Metro sypie się przez leni!

2021-06-05 16:10

Przerażający obraz wynika z najnowszego raportu MTA, które badało pracę swoich inspektorów torowisk. Pracownicy nie tylko tracili czas na pogaduszki przez telefon, ale również oszukiwali, że sprawdzali torowiska, z których później na ludzi i samochody spadały obluzowane elementy.

Koszmarnych incydentów, w których fragmenty wiaduktów metra spadały na ulice na Queensie czy Brooklynie było aż za wiele. W lutym 2019 r. belka z torowiska linii 7 wbiła się w auto jadące 65th ulicą w Woodside. W sierpniu kawałek dalej na chodnik runęły mniejsze elementy. Wypadki zmusiły MTA do zabezpieczenia wiaduktów metra specjalnymi siatkami, które kosztowały 15,9 mln dol.

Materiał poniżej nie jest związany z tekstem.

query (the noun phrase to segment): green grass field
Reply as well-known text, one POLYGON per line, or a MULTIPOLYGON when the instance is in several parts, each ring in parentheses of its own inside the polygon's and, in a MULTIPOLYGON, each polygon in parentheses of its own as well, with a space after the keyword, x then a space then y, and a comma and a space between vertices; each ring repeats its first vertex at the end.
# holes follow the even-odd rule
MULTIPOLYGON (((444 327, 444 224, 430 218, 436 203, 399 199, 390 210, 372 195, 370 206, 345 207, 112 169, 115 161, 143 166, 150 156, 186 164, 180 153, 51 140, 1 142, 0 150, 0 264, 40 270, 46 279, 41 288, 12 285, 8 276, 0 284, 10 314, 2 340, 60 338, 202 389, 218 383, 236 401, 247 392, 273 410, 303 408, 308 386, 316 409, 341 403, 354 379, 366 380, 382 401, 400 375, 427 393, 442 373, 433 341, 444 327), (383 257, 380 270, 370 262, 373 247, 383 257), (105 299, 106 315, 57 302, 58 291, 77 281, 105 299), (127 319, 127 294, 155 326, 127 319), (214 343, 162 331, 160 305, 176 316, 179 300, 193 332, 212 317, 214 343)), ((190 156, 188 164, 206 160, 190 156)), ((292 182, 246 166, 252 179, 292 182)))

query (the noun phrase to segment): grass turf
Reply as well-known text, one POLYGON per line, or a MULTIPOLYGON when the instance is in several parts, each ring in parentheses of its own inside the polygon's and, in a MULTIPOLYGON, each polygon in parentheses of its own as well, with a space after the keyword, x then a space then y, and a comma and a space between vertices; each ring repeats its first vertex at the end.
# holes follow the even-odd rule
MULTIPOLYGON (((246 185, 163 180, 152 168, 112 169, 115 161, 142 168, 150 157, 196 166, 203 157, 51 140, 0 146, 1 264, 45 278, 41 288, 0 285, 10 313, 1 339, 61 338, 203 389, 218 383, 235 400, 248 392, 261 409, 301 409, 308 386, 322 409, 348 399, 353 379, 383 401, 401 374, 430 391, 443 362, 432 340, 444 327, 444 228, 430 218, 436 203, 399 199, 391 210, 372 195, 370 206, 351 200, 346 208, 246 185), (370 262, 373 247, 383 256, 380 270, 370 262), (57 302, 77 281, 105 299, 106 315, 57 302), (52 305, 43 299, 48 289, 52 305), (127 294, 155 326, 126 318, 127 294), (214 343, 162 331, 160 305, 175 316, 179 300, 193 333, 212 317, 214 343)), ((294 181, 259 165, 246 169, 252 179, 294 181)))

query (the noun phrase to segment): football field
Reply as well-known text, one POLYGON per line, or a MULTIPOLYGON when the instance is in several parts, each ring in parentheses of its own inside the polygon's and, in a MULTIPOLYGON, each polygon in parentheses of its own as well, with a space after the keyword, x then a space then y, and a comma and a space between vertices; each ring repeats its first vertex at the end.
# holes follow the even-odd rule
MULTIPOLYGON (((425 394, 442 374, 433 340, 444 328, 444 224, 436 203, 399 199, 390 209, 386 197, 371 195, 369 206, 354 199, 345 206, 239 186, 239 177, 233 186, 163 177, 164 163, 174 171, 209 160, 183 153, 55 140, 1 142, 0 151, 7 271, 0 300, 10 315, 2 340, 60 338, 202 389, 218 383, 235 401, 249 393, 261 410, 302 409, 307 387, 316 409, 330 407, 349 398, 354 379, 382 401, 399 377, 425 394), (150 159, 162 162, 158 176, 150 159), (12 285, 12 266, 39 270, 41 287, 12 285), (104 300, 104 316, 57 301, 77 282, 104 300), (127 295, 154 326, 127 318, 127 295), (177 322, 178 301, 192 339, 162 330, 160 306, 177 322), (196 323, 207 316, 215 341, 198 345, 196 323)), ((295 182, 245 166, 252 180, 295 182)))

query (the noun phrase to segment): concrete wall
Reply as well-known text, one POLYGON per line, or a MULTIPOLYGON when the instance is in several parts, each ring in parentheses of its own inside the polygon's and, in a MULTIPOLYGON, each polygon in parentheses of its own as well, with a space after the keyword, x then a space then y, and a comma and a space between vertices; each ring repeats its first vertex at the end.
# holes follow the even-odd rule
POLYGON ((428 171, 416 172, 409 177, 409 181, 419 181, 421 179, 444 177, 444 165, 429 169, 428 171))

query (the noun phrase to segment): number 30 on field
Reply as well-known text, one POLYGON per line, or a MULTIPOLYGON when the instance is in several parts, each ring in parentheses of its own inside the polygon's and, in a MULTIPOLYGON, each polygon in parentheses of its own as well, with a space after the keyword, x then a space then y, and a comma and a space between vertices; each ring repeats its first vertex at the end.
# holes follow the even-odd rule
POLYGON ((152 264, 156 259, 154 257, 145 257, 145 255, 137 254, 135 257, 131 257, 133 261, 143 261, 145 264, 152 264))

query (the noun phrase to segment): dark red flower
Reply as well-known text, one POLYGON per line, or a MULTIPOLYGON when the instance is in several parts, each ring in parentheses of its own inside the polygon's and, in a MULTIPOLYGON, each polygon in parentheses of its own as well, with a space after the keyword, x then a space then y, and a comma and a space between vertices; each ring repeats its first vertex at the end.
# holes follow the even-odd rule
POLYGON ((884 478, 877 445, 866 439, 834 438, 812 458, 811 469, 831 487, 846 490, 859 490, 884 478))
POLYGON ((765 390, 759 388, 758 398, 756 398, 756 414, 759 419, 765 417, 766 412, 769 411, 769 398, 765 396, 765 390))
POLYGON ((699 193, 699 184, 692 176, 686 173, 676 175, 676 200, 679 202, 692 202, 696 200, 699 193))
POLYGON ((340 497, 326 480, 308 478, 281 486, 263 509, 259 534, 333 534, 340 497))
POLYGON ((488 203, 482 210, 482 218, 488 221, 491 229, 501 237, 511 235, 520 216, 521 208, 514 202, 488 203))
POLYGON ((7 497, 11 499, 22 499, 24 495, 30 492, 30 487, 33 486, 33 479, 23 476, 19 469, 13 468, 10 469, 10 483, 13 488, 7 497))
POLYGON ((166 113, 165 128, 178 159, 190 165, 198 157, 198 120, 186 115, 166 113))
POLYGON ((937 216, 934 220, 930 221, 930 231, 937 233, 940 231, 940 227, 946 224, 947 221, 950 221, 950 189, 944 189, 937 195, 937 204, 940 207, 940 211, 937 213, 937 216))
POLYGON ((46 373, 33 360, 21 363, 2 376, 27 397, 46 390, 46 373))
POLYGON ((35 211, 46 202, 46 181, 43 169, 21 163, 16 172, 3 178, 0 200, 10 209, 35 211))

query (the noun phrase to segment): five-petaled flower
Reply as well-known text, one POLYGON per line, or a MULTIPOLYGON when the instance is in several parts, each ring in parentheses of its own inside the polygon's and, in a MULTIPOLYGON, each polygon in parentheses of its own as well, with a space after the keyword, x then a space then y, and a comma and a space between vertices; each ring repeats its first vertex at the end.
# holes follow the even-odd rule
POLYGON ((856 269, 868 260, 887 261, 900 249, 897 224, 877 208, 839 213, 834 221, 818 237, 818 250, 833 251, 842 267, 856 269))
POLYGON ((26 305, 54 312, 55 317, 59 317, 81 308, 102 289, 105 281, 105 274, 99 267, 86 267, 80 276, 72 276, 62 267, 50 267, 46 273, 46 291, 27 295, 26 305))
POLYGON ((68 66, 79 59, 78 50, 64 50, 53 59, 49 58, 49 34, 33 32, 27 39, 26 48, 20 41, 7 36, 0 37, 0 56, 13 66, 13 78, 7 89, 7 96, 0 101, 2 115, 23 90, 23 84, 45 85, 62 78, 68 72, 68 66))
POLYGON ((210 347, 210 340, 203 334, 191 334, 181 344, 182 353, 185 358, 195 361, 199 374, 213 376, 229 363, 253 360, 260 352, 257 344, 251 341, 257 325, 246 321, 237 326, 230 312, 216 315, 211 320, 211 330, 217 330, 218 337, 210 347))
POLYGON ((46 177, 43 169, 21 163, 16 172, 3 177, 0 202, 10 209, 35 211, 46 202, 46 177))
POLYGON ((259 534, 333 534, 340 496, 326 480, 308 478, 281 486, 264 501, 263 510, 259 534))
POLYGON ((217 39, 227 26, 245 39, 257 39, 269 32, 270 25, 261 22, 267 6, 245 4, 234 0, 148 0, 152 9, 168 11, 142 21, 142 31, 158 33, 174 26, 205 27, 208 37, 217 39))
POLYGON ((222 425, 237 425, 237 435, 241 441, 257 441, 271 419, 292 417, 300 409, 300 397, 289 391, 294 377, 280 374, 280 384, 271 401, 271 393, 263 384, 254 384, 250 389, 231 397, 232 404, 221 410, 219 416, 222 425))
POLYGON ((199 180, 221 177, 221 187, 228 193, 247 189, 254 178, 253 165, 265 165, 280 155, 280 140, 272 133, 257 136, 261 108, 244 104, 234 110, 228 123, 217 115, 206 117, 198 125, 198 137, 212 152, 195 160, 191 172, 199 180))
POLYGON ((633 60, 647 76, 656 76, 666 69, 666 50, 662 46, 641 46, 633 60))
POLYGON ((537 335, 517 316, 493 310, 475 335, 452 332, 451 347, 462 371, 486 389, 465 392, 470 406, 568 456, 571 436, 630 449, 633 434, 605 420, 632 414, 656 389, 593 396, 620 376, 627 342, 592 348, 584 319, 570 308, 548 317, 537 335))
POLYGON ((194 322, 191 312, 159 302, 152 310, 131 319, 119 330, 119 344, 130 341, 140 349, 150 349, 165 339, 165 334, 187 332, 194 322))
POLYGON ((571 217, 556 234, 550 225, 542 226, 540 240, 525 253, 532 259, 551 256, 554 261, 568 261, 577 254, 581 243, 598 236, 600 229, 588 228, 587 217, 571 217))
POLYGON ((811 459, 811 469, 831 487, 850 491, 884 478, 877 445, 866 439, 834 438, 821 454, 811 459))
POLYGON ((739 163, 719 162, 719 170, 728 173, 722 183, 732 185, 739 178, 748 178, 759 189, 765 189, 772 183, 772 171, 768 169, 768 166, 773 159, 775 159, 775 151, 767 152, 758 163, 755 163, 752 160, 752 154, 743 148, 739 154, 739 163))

Ale z najnowszego raportu biura Inspektora Generalnego MTA Carolyn Pokorny (52 l.) wynika, że wydatków i wypadków dałoby się uniknąć, gdyby inspektorzy torowisk pracowali uczciwie.

Czytamy w nim, że w ciągu sześciu miesięcy 2020 r. ponad połowa inspektorów fałszowała swoje raporty potwierdzając inspekcje, których w rzeczywistości nie przeprowadzili. - Uprawnieni do nadzoru nie weryfikowali działań inspektorów ani w czasie pracy, ani po zgłoszeniu jej wykonania - napisano w raporcie, sugerując, że faktyczna liczba przypadków, wobec tak słabego nadzoru, może być znacznie wyższa.

W wyniku dochodzenia biura Pokorny MTA zawiesiło siedmiu pracowników.

- Ci inspektorzy naruszyli zaufanie społeczne, zostali natychmiast usunięci ze służby - przekazał w oświadczeniu rzecznik MTA Aaron Donovan.